Le policier américain qui avait abattu un Noir, devant sa compagne et une fillette à bord de leur voiture en juillet, dans une séquence filmée en direct qui avait choqué les États-Unis, a été inculpé d'homicide involontaire, a annoncé mercredi le procureur local.

Le policier d'origine hispanique, Jeronimo Yanez, a également été accusé d'avoir tiré intentionnellement sur Philando Castile, tué à 32 ans dans le Minnesota après avoir été sommé de s'arrêter pour un phare cassé.

L'agent est aussi accusé d'avoir mis en danger la compagne de la victime, Diamond Reynolds, ainsi que la fille de quatre ans de cette dernière, qui était assise sur la banquette arrière lors du drame survenu près de la ville de Saint Paul.

C'est Diamond Reynolds qui avait filmé les faits depuis le siège passager, retransmettant la vidéo en direct sur Facebook Live. On y voyait Philando Castile agonisant, le T-Shirt blanc maculé de sang, sur le siège conducteur de la voiture tandis qu'un policier le tenait en joue. La fillette tentait d'une voix timide de rassurer sa mère.

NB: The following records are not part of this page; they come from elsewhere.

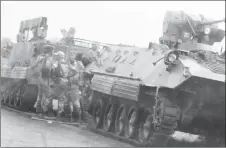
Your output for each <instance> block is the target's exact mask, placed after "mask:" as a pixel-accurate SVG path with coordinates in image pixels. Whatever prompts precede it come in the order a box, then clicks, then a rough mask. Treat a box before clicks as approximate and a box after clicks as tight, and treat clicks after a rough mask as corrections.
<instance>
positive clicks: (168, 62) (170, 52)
mask: <svg viewBox="0 0 226 148" xmlns="http://www.w3.org/2000/svg"><path fill="white" fill-rule="evenodd" d="M178 58H179V53H178V51H176V50H174V51H170V52H168V53H167V54H166V55H165V60H164V61H165V64H166V65H170V64H176V61H177V60H178Z"/></svg>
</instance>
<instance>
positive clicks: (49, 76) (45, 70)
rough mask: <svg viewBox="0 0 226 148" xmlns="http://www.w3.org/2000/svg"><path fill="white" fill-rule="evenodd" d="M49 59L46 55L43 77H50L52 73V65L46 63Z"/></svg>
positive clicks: (43, 69) (43, 65) (42, 72)
mask: <svg viewBox="0 0 226 148" xmlns="http://www.w3.org/2000/svg"><path fill="white" fill-rule="evenodd" d="M47 60H48V58H47V57H45V59H44V61H43V63H42V67H41V73H42V77H43V78H48V77H50V74H51V67H48V66H47V64H46V62H47Z"/></svg>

Ses derniers mots, révélés par les autorités mercredi, ont été «je n'essayais pas de l'attraper», en parlant de l'arme à feu qu'il portait légalement, ce dont il avait prévenu le policier.

Lorsque Jeronimo Yanez s'est approché du véhicule après l'avoir arrêté pour un contrôle, M. Castile lui a dit «calmement et d'une façon non menaçante: «Monsieur, je dois vous dire que je porte une arme à feu sur moi»», a affirmé le procureur du comté de Ramsey, John Choi, lors d'une conférence de presse.

Le policier a alors demandé à Castile de ne pas sortir l'arme, et ce dernier a indiqué qu'il ne le faisait pas, a poursuivi le procureur, se basant sur la vidéo sonore enregistrée par la caméra que portait l'agent. Quelques instants plus tard, le policier a tiré à sept reprises sur le jeune homme qui portait toujours sa ceinture de sécurité.

Diamond Reynolds a expliqué que le policier avait tiré sur son conjoint, employé d'une cantine scolaire, alors qu'il cherchait ses papiers d'identité.

Pendant l'enquête, le policier a affirmé que Castile avait fait ce geste d'une façon qui ne lui permettait pas de voir sa main droite, ce qui lui avait fait craindre pour sa sécurité et pour celle de l'agent qui l'accompagnait, selon les autorités.

«Après avoir analysé en détails les faits dans ce dossier, j'en conclus que l'emploi d'une arme létale par l'agent Yanez n'était pas justifié», a déclaré le procureur.

«La peur non rationnelle ne peut pas justifier l'emploi de la force létale. L'usage de la force létale doit être objectivement raisonné et nécessaire compte tenu de l'ensemble des circonstances», a-t-il souligné.

La famille de Philando Castile s'est réjouie des conclusions du procureur, y compris celle de ne pas poursuivre Jeronimo Yanez pour homicide volontaire, ce qui lui aurait fait risquer une peine plus lourde que les dix ans maximum d'incarcération encourus pour homicide involontaire.

«Le pire qui pourrait arriver, c'est que les chefs d'accusation soient trop lourds et que l'agent soit finalement jugé non responsable de ces chefs», a dit Glenda Hatchett, ancienne magistrate et avocate de la famille.

«Avec cette affaire, nous voulons dire haut et fort que les choses doivent changer dans ce pays», a-t-elle ajouté, précisant que la famille comptait également engager des poursuites au civil.

Dans plusieurs autres affaires similaires, la justice n'a finalement pas condamné les agents mis en cause. Les six policiers de Baltimore inculpés pour la mort en 2015 de Freddie Gray ont ainsi plus tard été dédouanés.

M. Yanez doit comparaître vendredi devant un tribunal.

Survenue peu après celle d'un autre Noir abattu par des policiers, la mort de Philando Castile avait relancé la question des brutalités policières aux États-Unis et provoqué des manifestations dans tout le pays.

C'est au cours de l'une d'elles à Dallas, au Texas, qu'un tireur isolé voulant venger la mort des Noirs abattus par les forces de l'ordre avait tué cinq policiers le 7 juillet.